Environmental
Monitoring:
The Why, Where, What, and
How?
October
20, 2009 WEBINAR
NOON - 1:30 pm EDT
The FDA expects pharmaceutical
manufacturers to be in control of the environmental
conditions within the manufacturing facility. Controlling
the environmental condition is not only a regulatory
requirement but also part of protecting and producing a
quality product. This presentation will define what is
meant by environment, what conditions are required and how
such conditions maybe dictated by the type of product
being processed. The
presentation will then proceed to discuss how to obtain
the desired environmental conditions, manage the
conditions within the space, and what is required to
ensure that the environmental conditions remain in a state
of control. We will define standard environmental
conditions to be maintained in manufacturing space based
on published standards and compendial documents. A
hypothetical biotech manufacturing facility will be used
as an example to show the use of various conditions as
they apply to various activities within the processing of
a Biotech product. Finally the presentation will describe various
methods to monitor such conditions and where to monitor
within the space. The frequency of the monitoring will be
reviewed based on the criticality of the activity being
performed in the space. We will emphasize how to collect
the data and what to do with the data once collected.
Trending, identifying alert and action limits will be
defined and possible preventive and corrective actions
will be reviewed. Through
out the presentation we will review actual FDA 483
observation as they relate to environmental monitoring to
emphasize the issues of most concern to the regulators. We
will allow some time for Q&A at the conclusion of the
presentation. By
attending you will learn:
- What are the regulatory
requirements
- Where is the environment
- How to control the environment
- What are the basic methods to monitor
the environment
- Where to monitor within the
space
- What are the variables you should
monitor and the frequency of monitoring
- How to look for to and identify
potential problems
Instructor: Gamal Amer, Ph.
D.
Dr.
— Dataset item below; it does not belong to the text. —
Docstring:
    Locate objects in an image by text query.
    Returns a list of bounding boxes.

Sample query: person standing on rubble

Amer is Principal at Premier
Compliance Services, Inc.; Management Consultants for
compliance and manufacturing operations performance in the
life sciences industry. He holds a Ph. D. in Chemical
Engineering and has over 30 years of experience in the
Pharmaceutical and related industries. He has held
positions of increased responsibility with leading
pharmaceutical, consumer product and engineering
consulting firms over the years. His experience includes
comprehensive process design in bulk pharmaceutical
manufacturing, biotechnology manufacturing, pharmaceutical
solid dosage manufacturing and containment of potent and
radioactive therapeutics. He is also experienced with
facility development for therapeutic products operations.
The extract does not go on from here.